In [1]:
import numpy as np
import math
import pandas as pd
from statsmodels.tsa.seasonal import seasonal_decompose

from time import localtime, strftime

%matplotlib inline

The aim is to build a training pipeline and apply it on a small number of (building, meter)

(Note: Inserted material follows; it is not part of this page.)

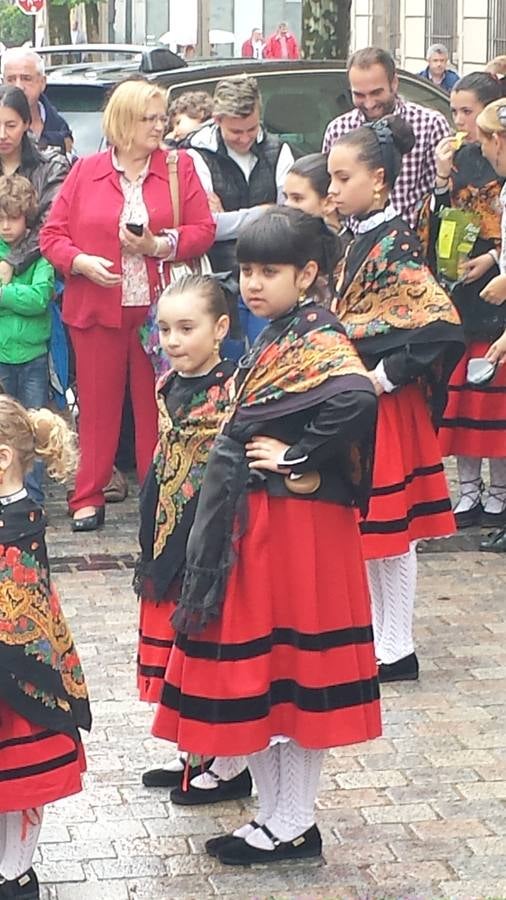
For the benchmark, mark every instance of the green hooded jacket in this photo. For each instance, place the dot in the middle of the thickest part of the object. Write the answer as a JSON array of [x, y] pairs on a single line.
[[25, 318]]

We won't use a scikitlearn pipeline as it does not allow to clean data by deleting rows.

In [2]:
test_df = pd.read_csv('../data/raw/csvs/test.csv', parse_dates=['timestamp'])

In [3]:
test_df.head()

Unnamed: 0,row_id,building_id,meter,timestamp
0,0,0,0,2017-01-01
1,1,1,0,2017-01-01
2,2,2,0,2017-01-01
3,3,3,0,2017-01-01
4,4,4,0,2017-01-01


In [5]:
bdata = pd.read_csv(
    '../data/raw/csvs/building_metadata.csv', 
    index_col='building_id', 
    usecols=['building_id', 'site_id']
)
bdata.head()

Unnamed: 0_level_0,site_id
building_id,Unnamed: 1_level_1
0,0
1,0
2,0
3,0
4,0


In [6]:
test_df = test_df.join(bdata, on='building_id', how='left')

In [7]:
test_df.head()

Unnamed: 0,row_id,building_id,meter,timestamp,site_id
0,0,0,0,2017-01-01,0
1,1,1,0,2017-01-01,0
2,2,2,0,2017-01-01,0
3,3,3,0,2017-01-01,0
4,4,4,0,2017-01-01,0


In [48]:
def load_and_prepare_site_data(site_id, data_folder_path):
    
    # Loads weather data
    raw_df_weather = pd.read_csv(data_folder_path + 'weather_train.csv', 
                     parse_dates=['timestamp'], index_col=['site_id', 'timestamp'])

    b_df_weather = raw_df_weather.loc[(site_id,)]

    # keep only air_temperature and dew_temperature
    b_df_weather.drop(
        ['precip_depth_1_hr', 'sea_level_pressure', 'wind_direction', 'wind_speed', 'cloud_coverage'],
        axis=1,
        inplace=True
    )

    # Clean timestamps index.
    clean_index = pd.date_range(start=b_df_weather.index.min(), end=b_df_weather.index.max(), freq='H')
    b_df_weather = b_df_weather.reindex(index=clean_index, copy=True)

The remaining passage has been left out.